Tiger vs. the boulder – golf rules – Brief Article
Frank Hannigan
Some insist Tiger should nothavetaken relief because he violated the ‘spirit’ of the rules The Rules of Golf are hard enough to understand without their being muddied with arguments about ethics. In the famous Arizona desert case of Tiger vs. Boulder, prosecutors of young Tiger said it wasn’t good enough that the rules were applied properly. He should not, they insist, have taken relief because, in doing so, he violated the “spirit” of the rules.
The facts, if not the emotions, are straightforward: Woods’ drive on the 13th hole in the final round of the 1999 Phoenix Open put him behind a boulder, close enough so that he could not have a rip at the green on the par-5, 585-yard hole.
Under the rules, any loose impediment may be removed except when both it and the ball lie in the same hazard, assuming they are not fixed or growing, are not solidly embedded and do not adhere to the ball. Loose impediments are defined as natural objects, such as stones, leaves, twigs, branches, worms, etc. They also include dung and even “the like.” (Personally, I have never been able to figure out what “the like” of dung is.)
The 34 Rules of Golf, which take up 88 pages in a pocket-size booklet, are clarified and interpreted by “decisions” — the equivalent of case law in our legal system. The decisions bear the same weight and majesty as the rules proper. That is to say, if you are running a golf tournament and specify you are using The Rules of Golf, you can’t pick and choose. There is an obligation to use the basic rules, such as stroke and distance for a ball out-of-bounds, and the most arcane decisions, e.g., a live snake is an outside agency, a dead snake is a loose impediment (Decision 18/4).

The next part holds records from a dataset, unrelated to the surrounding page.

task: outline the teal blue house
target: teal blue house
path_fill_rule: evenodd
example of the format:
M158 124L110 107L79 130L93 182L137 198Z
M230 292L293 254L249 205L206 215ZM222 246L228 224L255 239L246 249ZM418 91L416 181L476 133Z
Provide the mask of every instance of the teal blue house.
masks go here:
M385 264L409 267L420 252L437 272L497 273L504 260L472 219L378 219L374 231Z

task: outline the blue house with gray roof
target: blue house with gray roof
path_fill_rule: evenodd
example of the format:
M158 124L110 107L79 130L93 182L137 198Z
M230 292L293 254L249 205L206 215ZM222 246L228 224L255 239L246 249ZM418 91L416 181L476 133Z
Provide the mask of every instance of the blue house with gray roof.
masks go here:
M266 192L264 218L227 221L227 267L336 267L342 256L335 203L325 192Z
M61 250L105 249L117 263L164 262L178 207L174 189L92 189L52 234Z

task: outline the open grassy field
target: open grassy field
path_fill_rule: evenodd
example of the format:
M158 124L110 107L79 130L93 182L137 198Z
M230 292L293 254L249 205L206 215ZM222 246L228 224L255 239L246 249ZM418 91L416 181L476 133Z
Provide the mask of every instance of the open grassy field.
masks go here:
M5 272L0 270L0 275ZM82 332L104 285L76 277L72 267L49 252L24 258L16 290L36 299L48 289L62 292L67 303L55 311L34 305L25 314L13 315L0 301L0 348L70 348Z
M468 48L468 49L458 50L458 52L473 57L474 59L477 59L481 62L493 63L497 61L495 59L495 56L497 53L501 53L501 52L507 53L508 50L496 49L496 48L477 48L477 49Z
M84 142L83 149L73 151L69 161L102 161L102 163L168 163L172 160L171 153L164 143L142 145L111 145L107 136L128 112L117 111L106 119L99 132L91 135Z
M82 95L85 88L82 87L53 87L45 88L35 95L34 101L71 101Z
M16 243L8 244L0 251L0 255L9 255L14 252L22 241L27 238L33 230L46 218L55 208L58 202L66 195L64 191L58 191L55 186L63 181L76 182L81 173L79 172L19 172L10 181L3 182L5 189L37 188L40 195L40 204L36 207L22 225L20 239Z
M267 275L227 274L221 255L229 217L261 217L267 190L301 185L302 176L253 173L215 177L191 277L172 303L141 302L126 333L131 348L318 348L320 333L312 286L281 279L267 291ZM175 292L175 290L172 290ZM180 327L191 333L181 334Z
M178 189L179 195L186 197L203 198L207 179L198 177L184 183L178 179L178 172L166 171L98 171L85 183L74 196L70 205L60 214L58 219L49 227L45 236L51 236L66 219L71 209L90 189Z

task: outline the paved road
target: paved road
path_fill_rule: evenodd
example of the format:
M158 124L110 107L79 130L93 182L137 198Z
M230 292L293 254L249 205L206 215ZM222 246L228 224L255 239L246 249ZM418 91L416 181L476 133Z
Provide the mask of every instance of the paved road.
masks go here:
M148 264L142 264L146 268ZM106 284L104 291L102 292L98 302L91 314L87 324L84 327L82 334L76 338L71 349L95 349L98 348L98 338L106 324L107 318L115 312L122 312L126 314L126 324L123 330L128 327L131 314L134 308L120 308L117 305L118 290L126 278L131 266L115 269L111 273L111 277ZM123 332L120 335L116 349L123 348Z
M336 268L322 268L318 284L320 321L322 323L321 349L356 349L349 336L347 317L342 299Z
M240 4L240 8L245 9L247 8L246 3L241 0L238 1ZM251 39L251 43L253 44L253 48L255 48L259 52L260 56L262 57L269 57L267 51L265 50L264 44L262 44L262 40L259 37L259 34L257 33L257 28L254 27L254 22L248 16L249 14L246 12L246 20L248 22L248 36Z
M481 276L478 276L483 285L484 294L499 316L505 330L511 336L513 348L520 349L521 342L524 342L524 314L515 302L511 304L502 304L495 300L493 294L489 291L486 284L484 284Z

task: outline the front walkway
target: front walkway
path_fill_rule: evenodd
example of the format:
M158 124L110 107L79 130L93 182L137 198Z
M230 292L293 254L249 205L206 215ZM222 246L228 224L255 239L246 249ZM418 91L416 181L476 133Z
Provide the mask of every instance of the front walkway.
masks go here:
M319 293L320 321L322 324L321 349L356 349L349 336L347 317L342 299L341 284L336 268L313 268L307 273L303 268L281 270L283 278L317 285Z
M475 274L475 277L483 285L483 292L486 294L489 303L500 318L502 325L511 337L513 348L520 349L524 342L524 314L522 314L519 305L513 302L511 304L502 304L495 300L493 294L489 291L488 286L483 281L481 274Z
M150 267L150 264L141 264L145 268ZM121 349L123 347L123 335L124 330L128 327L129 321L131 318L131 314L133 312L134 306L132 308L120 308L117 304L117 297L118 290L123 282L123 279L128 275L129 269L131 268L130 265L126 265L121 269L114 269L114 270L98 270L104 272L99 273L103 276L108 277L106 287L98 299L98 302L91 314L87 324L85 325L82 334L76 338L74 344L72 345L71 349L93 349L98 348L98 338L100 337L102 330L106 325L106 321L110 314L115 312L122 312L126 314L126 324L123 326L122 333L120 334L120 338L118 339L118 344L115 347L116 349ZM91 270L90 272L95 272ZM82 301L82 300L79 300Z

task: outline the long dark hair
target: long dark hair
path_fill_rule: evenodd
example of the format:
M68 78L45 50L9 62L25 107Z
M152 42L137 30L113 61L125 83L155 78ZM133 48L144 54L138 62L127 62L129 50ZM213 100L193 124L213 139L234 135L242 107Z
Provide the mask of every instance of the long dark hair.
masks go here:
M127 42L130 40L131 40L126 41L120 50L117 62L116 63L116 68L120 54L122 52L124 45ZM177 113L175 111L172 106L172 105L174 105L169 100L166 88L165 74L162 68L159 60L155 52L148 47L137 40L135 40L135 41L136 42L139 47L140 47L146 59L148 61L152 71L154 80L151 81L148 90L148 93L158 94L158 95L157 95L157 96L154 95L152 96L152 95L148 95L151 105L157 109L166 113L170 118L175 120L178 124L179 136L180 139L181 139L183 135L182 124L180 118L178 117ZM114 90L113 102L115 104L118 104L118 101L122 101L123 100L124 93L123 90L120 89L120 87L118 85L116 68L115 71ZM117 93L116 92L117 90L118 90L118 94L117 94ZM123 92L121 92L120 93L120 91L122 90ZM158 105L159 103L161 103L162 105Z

There are three decisions bearing directly on the Woods vs. Boulder case. One says loose impediments may be removed by “any means”; another says stones of ANY SIZE are loose impediments, provided they are not solidly embedded. (The Woods’ boulder was not solidly embedded.) The third (Decision 23-1/3) took this question: “May spectators, caddies, fellow-competitors, etc., assist a player in removing a large loose impediment?” The answer: “Yes.”
PGA Tour field-staff officials, cognizant of those decisions, applied the law crisply. They allowed Tiger’s Terminators, 12 of them, to push the boulder aside. Tiger went for the green, made a birdie 4, but finished three shots behind Rocco Mediate in third.

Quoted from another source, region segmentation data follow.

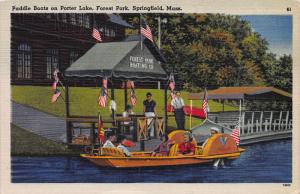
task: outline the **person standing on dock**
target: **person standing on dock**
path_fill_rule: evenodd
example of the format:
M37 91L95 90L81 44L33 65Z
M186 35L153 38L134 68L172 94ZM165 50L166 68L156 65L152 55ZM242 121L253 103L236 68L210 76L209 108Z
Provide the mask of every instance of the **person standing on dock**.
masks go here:
M146 94L147 99L144 100L144 114L148 117L148 129L150 129L150 137L154 137L154 117L157 117L156 102L152 99L152 94L148 92Z
M118 145L118 149L122 150L122 152L126 155L126 156L131 156L130 151L127 149L127 147L125 146L125 141L126 141L126 137L124 135L118 135L117 138L117 142L119 143Z
M107 132L106 138L107 138L107 140L103 144L103 147L104 148L115 148L116 146L113 143L116 142L116 140L117 140L116 135L112 131L109 131L109 132Z
M177 124L177 129L185 129L185 114L184 114L184 101L180 96L180 92L175 92L176 96L172 99L171 105L174 108L175 120Z

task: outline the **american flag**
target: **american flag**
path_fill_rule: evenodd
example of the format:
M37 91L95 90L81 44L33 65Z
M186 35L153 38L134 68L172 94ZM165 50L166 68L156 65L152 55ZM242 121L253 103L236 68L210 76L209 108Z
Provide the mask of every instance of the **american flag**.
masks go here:
M101 94L99 96L99 105L106 107L107 102L107 78L102 79Z
M130 88L131 88L131 92L130 92L130 101L132 106L135 106L137 103L137 98L136 98L136 94L135 94L135 90L134 90L134 82L130 81Z
M61 92L59 89L55 89L54 94L51 98L51 102L54 103L57 101L58 97L60 96Z
M58 84L58 82L55 80L55 81L53 82L53 84L52 84L52 89L53 89L53 90L56 90L56 89L57 89L57 84Z
M59 69L56 68L53 71L54 82L52 84L52 90L54 90L54 94L52 95L51 98L52 103L56 102L58 97L61 95L61 91L57 88L57 85L59 83L58 73L59 73Z
M98 121L98 138L101 144L104 144L105 142L105 130L103 125L102 117L99 114L99 121Z
M174 89L175 89L175 79L174 79L174 75L171 74L170 78L169 78L169 88L171 91L171 97L172 99L174 99L176 97L175 93L174 93Z
M153 42L151 29L144 19L141 19L141 34Z
M93 28L92 36L93 36L93 38L95 38L97 41L102 42L101 34L100 34L99 30L98 30L97 28L95 28L95 27Z
M231 137L233 137L233 139L236 142L236 145L240 144L240 121L238 120L234 130L231 133Z
M173 74L170 75L169 82L170 90L173 91L175 89L175 79Z
M207 91L206 91L206 89L204 91L202 109L203 109L205 117L207 118L207 113L209 112L209 105L208 105L208 100L207 100Z

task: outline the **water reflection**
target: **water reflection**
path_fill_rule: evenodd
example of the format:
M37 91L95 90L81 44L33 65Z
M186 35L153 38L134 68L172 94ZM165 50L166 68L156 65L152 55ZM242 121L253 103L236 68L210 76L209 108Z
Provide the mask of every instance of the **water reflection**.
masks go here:
M247 146L247 151L239 159L218 168L206 164L113 169L95 166L80 157L12 157L12 182L291 182L291 147L291 140Z

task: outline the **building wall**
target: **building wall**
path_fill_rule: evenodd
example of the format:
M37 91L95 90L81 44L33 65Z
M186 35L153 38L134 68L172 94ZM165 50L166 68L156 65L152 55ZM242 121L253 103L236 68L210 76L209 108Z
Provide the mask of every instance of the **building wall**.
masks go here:
M125 27L108 19L106 14L12 14L11 83L51 83L47 63L63 72L96 43L93 27L103 30L103 42L124 39Z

Immediately there were cries of “unfair” because Tiger, inevitably, has a large gallery, whereas an obscure player, in the same predicament, would have been out of luck.
So what? In big-money golf the glamour figures inevitably enjoy benefits. Jack Nicklaus played the tour 25 years before actually losing a ball (on the 10th hole of the 1986 U.S. Open at Shinnecock Hills). On the other hand, the most popular players have to put up with more gallery and noise distractions.

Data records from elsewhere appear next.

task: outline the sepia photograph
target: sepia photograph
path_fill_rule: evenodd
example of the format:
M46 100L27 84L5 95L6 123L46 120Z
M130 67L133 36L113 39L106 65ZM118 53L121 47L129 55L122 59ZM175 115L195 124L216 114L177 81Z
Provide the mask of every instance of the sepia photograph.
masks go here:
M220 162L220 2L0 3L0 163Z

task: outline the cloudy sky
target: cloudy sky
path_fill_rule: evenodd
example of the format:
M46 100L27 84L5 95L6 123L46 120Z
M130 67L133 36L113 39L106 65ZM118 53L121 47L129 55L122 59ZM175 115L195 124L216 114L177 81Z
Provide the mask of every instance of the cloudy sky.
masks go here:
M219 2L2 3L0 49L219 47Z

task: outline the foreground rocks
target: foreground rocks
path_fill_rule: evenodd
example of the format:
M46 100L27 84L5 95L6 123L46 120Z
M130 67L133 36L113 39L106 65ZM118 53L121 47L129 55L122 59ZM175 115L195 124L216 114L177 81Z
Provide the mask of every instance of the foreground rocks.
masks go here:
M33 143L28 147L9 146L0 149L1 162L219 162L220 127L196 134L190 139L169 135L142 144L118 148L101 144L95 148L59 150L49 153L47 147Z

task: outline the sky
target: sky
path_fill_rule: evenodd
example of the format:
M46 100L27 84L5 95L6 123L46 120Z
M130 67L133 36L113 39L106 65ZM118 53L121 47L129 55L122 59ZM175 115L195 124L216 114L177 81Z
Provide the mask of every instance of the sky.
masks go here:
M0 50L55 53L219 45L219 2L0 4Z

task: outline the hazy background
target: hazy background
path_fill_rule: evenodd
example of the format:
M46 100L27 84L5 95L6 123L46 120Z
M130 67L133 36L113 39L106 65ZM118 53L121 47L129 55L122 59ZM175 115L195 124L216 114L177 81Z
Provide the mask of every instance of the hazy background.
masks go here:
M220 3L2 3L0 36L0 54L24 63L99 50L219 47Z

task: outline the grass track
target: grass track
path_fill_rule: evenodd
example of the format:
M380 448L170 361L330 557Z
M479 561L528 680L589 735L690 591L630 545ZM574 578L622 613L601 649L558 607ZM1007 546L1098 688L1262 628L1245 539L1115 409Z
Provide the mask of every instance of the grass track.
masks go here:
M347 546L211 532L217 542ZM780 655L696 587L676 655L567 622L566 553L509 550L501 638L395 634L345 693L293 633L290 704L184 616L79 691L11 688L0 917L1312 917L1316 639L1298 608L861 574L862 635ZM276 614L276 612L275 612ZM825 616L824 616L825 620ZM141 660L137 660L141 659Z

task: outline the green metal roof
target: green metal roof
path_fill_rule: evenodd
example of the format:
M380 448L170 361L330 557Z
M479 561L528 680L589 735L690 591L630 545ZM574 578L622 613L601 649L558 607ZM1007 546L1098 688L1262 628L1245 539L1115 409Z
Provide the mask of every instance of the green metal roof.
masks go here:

As for ethics, all golfers are raised with the cliche, “The rules are there to help you as well as hurt you.” The implication is clearly that one is entitled to use the rules to advantage.
I can recall but one incident analogous to the Woods vs. Boulder case in the annals of big-time golf. Arnold Palmer drove behind a small wooden bridge erected to span a creek at the 1965 PGA Championship in Ligonier, Pa., near Arnold’s hometown of Latrobe. Gallery marshals removed the offending bridge when it interfered with Arnold’s line.
Alas, a wooden bridge is an artificial object —
an “obstruction.” It is not a loose impediment — dung and the like. While any movable obstruction, e.g., a cup or cigarette butt, may be removed, the same is manifestly not true of an immovable obstruction, an artificial object not “readily” movable. Arnold, even though he was then and remains The King, got hit with a two-stroke penalty.
But neither the rules proper nor the decisions should be regarded as immutable. I asked the USGA to dig into its archives to find the genesis of Decision 23-1/3. It derives from a question put to the R&A more than 40 years ago. The question came after an incident in a mixed, alternate-shot, Stableford tournament. The loose impediment was a “felled” tree, which a female player alone could not move. If the question in 1956 had instead involved a 6-foot-2 male, playing for a fortune, his ball stymied by a huge rock — I dare say the answer would have been different.
The USGA has already said it will revisit the matter with its friends in St. Andrews. There is a good chance the decision will be altered. That’s healthy. It’s almost like real life, in which our distinguished elected representatives may dump the Federal Independent Counsel Act next year.